PREVIDENCIÁRIO. RECURSO ESPECIAL. APOSENTADORIA POR TEMPO DE SERVIÇO NO REGIME GERAL DA PREVIDÊNCIA SOCIAL. VIOLAÇÃO DO ART. 535 DO CPC, NÃO CARACTERIZAÇÃO. DIREITO DE RENÚNCIA AO BENEFÍCIO. POSSIBILIDADE DE UTILIZAÇÃO DE CERTIDÃO DE TEMPO DE SERVIÇO PARA NOVA APOSENTADORIA EM REGIME DIVERSO. EFEITOS EX NUNC. DEVOLUÇÃO DE VALORES RECEBIDOS. DESNECESSIDADE. CONTAGEM RECÍPROCA. COMPENSAÇÃO ENTRE OS REGIMES PREVIDENCIÁRIOS. INEXISTÊNCIA DE PREJUÍZO DA AUTARQUIA. OBSERVÂNCIA AINDA DO RECURSO ESPECIAL REPETITIVO 1.334.488/SC. RECURSO ESPECIAL CONHECIDO EM PARTE E NESSA PARTE PROVIDO. (...) 2. Cinge-se a tese recursal no reconhecimento do direito à renúncia do benefício aposentadoria por tempo de serviço para fins de expedição de certidão de tempo para contagem recíproca junto ao regime próprio da União. 3. O recorrente aposentou-se por tempo de serviço, no Regime Geral de Previdência Social, em 19/2/1992, tendo computado 34 anos e 4 meses. Posteriormente, aprovado em concurso público, foi nomeado em 30/12/1993 para o cargo de Auditor Fiscal do Tesouro Nacional, hoje transformado no cargo de Auditor da Receita Federal do Brasil. Recebeu proventos do Regime Geral por 19 (dezenove) anos; está próximo de alcançar a aposentadoria compulsória no Regime Próprio. 4. A jurisprudência do STJ que se firmou no âmbito da Terceira Seção, ao interpretar a legislação em comento, é no sentido de que a abdicação do benefício não atinge o tempo de contribuição. Estando cancelada a aposentadoria no regime geral, tem a pessoa o direito de ver computado, no serviço público, o respectivo tempo de contribuição na atividade privada. Não se cogita a cumulação de benefícios, mas o fim de uma aposentadoria e o consequente início de outra. 5. O STJ decidiu, em sede de representativo da controvérsia, ser possível renunciar à aposentadoria, objetivando o aproveitamento do tempo de contribuição e posterior concessão de novo benefício, independentemente do regime previdenciário em que se encontra o segurado. Recurso Especial Repetitivo 1.334.488/SC. 6. Em observância da jurisprudência que vem se firmando no âmbito do STJ e também pela força vinculante do acórdão proferido em representativo da controvérsia, impõe-se o julgamento de procedência. 7. Recurso especial conhecido em parte e nessa parte provido, restabelecendo a sentença de primeiro grau. (REsp 1401755/SP, Rel. Ministro MAURO CAMPBELL MARQUES, SEGUNDA TURMA, julgado em 22/04/2014, DJe 29/04/2014).

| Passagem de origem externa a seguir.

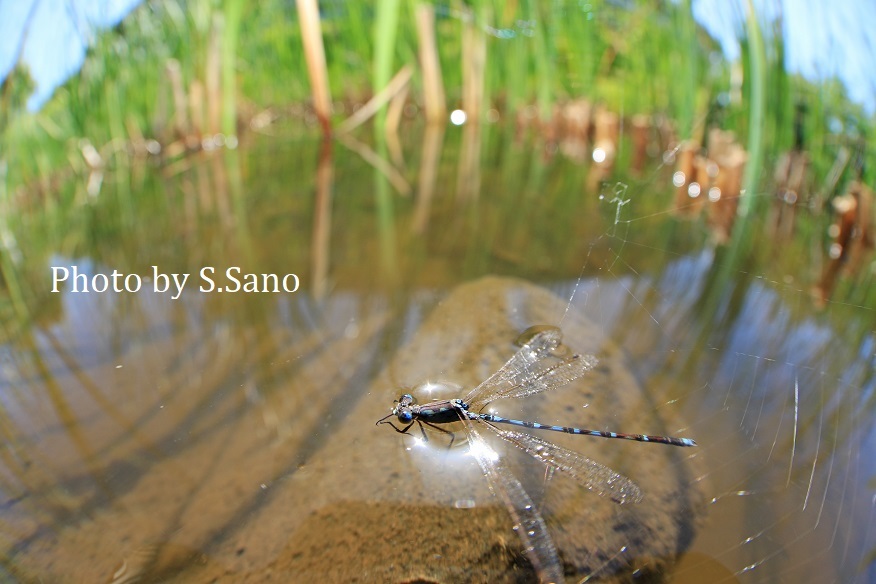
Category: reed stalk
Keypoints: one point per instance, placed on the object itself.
(311, 33)
(430, 65)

No voto do Ministro Campbell Marques no julgamento do REsp 1401755/SP acima, foi citada a doutrina de Daniel Machado da Rocha e José Paulo Baltazar Júnior, que interpretam o art. 96, III da Lei 8.213/91 de forma restritiva, considerando válida a vedação apenas enquanto o benefício estiver sendo usufruído. Uma vez renunciada a aposentadoria, nada impede o direito a contagem de tempo recíproca. Sobre o art. 96, os referidos autores destacam que:

"No terceiro inciso o preceito normativo pretende impedir que o tempo já considerado para um benefício seja novamente empregado.

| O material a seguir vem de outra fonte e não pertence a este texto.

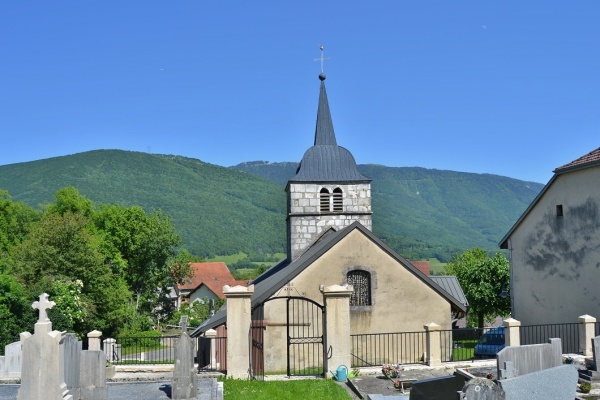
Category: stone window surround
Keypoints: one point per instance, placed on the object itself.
(373, 274)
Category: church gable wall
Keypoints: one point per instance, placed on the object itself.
(401, 301)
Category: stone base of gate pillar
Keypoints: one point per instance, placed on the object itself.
(238, 321)
(337, 340)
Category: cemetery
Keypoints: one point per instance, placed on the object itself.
(49, 364)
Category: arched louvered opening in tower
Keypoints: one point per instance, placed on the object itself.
(361, 281)
(324, 200)
(338, 200)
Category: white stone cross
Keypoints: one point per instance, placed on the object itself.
(43, 305)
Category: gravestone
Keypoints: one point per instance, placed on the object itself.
(70, 355)
(13, 354)
(42, 374)
(185, 380)
(92, 376)
(592, 374)
(439, 388)
(529, 358)
(552, 383)
(481, 389)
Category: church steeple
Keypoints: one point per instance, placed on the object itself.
(324, 134)
(325, 161)
(328, 191)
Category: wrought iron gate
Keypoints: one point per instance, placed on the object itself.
(305, 332)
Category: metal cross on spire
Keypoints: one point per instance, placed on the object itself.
(322, 58)
(43, 304)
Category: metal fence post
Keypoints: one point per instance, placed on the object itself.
(586, 334)
(434, 356)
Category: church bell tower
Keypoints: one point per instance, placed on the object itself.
(328, 191)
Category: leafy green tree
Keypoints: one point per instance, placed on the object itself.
(16, 313)
(146, 242)
(62, 248)
(70, 200)
(14, 220)
(482, 279)
(180, 265)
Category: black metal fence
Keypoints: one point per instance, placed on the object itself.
(145, 350)
(383, 348)
(460, 344)
(567, 332)
(212, 354)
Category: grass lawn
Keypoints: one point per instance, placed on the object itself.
(283, 390)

As questões a serem investigadas aqui fundamentalmente serão duas:

a) se essa vedação seria capaz de impedir a contagem do tempo de serviço pertinente a benefício já concedido, quando o segurado pretende dele abdicar;

b) em sendo admitida essa abdicação, se o tempo anteriormente empregado poderá ser utilizado no mesmo regime ou apenas em regimes diversos.

O benefício previdenciário é uma posição jurídico-subjetiva patrimonial de natureza pública, de cunho disponível.

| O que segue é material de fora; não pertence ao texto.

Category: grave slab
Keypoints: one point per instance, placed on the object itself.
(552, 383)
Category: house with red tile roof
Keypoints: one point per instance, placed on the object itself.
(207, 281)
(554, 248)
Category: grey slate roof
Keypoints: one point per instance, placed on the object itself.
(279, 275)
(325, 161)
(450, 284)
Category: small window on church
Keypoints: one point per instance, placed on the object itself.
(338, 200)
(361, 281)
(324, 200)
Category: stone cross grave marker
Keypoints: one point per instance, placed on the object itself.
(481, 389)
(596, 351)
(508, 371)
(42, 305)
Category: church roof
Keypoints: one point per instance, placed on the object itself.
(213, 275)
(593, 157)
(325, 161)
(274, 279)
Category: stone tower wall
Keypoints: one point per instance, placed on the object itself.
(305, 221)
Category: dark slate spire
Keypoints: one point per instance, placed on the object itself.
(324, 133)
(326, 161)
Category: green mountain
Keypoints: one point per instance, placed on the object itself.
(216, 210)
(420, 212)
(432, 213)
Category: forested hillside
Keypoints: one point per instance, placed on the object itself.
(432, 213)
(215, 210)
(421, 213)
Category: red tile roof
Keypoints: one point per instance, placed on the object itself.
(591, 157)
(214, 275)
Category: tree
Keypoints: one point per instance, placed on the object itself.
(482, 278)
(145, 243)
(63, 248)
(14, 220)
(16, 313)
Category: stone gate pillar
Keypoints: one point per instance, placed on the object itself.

No nosso entendimento, a vedação contida no preceito deve ser entendida como referente apenas ao tempo empregado em benefício ativo, pois, se o segurado abdica de benefício mantido pelo sistema, a proibição deixaria de existir" (p. 330-332).

Quanto à situação nº 2, proposta anteriormente, em que o tempo de contribuição excedente teria produzido efeitos, também haverá a necessidade de desaposentação para emissão de CTC do período contributivo utilizado para concessão de aposentadoria, sendo situação equivalente a situação nº1.

O tempo excedente produzirá efeitos jurídicos e financeiros na maioria das situações, notadamente nos casos de: (i) aposentadoria por tempo de contribuição, quando ocorrer pela média das remunerações (art. 40, §1º, III, "a" c/c o art. 1º da Lei 10.887/04); (ii) recebimento de abono de permanência (salvo devolução dos valores); (iii) promoção/progressão na carreira durante o tempo excedente, quando a aposentadoria for por alguma das regras de transição (EC 20, 41 e 47), haja vista os reflexos diretos da promoção/progressão na última remuneração. Esta é a posição da jurisprudência, confira:

INATIVIDADE - PRETENSÃO À DESAVERBAÇÃO DE TEMPO DE SERVIÇO PARA UTILIZAÇÃO NA APOSENTADORIA PELO INSS -INADMISSIBILIDADE. 1. O prazo pretendido já foi utilizado para a percepção de outros benefícios, no cargo anterior, como adicional, quinquênios, adicional de tempo de serviço, além de outras vantagens pecuniárias resultantes de evolução funcional. 2. Impossibilidade de exclusão de lapso temporal, o que poderia afetar toda a situação funcional da interessada, com efeitos retroativos. 3. Legalidade do ato administrativo. 4. Sentença que julgou improcedente a ação, mantida. 5. Recurso de apelação, desprovido (Apelação nº 1015933-80.2013.8.26.0053 / Comarca: São Paulo / Órgão julgador: 5ª Câmara de Direito Público / Data do julgamento: 18/08/2014)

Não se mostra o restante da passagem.